Os primeiros três parágrafos de 706-54 fornecem:

A base de dados nacional automatizada de ADN, colocada sob o controlo de um magistrado, destina-se a centralizar as impressões digitais genéticas a partir de vestígios biológicos, bem como as impressões digitais genéticas de pessoas condenadas por uma das infracções mencionadas no Artigo 706-55, com vista a facilitar a identificação e investigação dos autores destas infracções. As impressões digitais genéticas das pessoas processadas por uma das infracções referidas no Artigo 706-55 que não tenham sido consideradas criminalmente responsáveis nos termos dos Artigos 706-120, 706-125, 706-129, 706-133 ou 706-134 devem ser armazenadas nas mesmas condições.

As impressões digitais genéticas de pessoas em relação às quais existam provas graves ou corroborantes que tornem provável que tenham cometido uma das infracções referidas no artigo 706-55 devem também ser mantidas neste ficheiro sobre a decisão de um agente da polícia judiciária agindo ex officio ou a pedido do Ministério Público ou do juiz de instrução; esta decisão deve ser anotada no ficheiro do processo.

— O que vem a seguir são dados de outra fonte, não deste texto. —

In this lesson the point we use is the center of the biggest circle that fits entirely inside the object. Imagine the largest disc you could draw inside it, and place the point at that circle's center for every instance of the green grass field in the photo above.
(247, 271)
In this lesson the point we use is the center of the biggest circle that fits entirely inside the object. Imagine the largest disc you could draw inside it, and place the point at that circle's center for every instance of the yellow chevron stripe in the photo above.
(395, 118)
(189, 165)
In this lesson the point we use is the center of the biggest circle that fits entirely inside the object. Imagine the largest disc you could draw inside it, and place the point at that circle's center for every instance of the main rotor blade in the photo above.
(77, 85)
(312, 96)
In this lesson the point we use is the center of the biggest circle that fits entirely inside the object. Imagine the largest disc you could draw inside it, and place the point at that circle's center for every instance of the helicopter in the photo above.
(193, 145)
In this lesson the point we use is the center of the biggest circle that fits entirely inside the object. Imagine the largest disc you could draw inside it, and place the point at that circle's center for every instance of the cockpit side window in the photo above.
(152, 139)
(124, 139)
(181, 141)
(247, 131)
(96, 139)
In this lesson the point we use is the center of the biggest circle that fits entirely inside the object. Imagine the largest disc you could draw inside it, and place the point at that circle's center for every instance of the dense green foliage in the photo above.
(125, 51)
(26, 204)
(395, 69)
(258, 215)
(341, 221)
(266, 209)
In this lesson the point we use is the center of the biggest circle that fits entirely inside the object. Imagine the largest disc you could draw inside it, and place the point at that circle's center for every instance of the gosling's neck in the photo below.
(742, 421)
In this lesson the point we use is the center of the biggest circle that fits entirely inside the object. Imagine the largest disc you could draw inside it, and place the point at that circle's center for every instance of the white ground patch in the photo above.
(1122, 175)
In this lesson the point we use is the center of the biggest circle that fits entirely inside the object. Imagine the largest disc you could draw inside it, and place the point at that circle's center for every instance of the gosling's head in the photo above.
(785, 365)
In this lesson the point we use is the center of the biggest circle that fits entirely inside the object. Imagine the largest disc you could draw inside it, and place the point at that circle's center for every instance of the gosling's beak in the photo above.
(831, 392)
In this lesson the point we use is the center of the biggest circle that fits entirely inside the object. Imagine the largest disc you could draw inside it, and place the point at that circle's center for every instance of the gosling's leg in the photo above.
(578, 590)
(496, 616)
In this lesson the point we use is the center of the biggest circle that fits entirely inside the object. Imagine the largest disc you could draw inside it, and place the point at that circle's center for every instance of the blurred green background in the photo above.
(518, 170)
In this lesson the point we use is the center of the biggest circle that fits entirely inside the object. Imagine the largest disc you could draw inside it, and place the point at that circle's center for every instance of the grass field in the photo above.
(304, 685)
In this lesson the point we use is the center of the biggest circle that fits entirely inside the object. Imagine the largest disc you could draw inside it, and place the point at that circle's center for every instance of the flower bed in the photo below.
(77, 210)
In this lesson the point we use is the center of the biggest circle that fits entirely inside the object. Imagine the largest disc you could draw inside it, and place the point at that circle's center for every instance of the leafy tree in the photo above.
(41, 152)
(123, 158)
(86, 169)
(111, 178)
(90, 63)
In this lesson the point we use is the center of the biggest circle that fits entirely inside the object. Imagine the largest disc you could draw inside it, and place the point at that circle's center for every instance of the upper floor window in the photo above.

Os agentes da polícia judiciária podem também, por sua própria iniciativa ou a pedido do Ministério Público ou do juiz de instrução, fazer corresponder as impressões digitais de qualquer pessoa contra a qual existam um ou mais motivos plausíveis para suspeitar que cometeu uma das infracções referidas no Artigo 706-55 com os dados incluídos no ficheiro, sem que, no entanto, a impressão digital seja mantida no ficheiro.

Finalmente, 706-55 fornece: 

A National Automated DNA Database centraliza os vestígios de ADN e as impressões digitais relacionadas com as seguintes infracções

1° As infracções sexuais referidas no artigo 706-47 do presente Código, bem como a infracção prevista no artigo 222-32 do Código Penal e as infracções previstas nos artigos 222-26-2, 227-22-2 e 227-23-1 do mesmo Código;

2° Crimes contra a humanidade e crimes e ofensas de ataques deliberados à vida humana, tortura e actos de barbárie, violência deliberada, ameaças de prejudicar pessoas, tráfico de drogas, ataques às liberdades pessoais, tráfico de seres humanos, proxenetismo, exploração da mendicidade e ameaça de exploração de menores, tal como previsto nos artigos 221-1 a 221-5, 222-1 a 222-18, 222-34 a 222-40, 224-1 a 224-8, 225-4-1 a 225-4-4-4, 225-5 a 225-10, 225-12-1 a 225-12-3, 225-12-5 a 225-12-7 e 227-18 a 227-24 do Código Penal, bem como as infracções previstas nos artigos 221-5-6 e 222-18-4 do mesmo Código;

3° Os crimes e delitos de furto, extorsão, fraude, destruição, degradação, deterioração e ameaças de danos materiais previstos nos artigos 311-1 a 311-13, 312-1 a 312-9, 313-2 e 322-1 a 322-14 do Código Penal;

4° Ataques aos interesses fundamentais da Nação, actos de terrorismo, contrafacção de dinheiro, conspiração criminosa e crimes de guerra e delitos previstos nos artigos 410-1 a 413-12, 421-1 a 421-6, 442-1 a 442-5, 450-1 e 461-1 a 461-31 do Código Penal;

5° As infracções previstas nos Artigos 222-52 a 222-59 do Código Penal, Artigos L. 2339-2, L. 2339-3, L. 2339-4, L. 2339-4-1, L. 2339-10 a L. 2339-11-2, L. 2353-4 e L. 2353-13 do Código de Defesa e Artigos L. 317-1-1 a L. 317-9 do Código de Segurança Interna ;

6° As infracções de dissimulação ou branqueamento do produto de uma das infracções mencionadas em 1° a 5°, como previsto nos artigos 321-1 a 321-7 e 324-1 a 324-6 do Código Penal.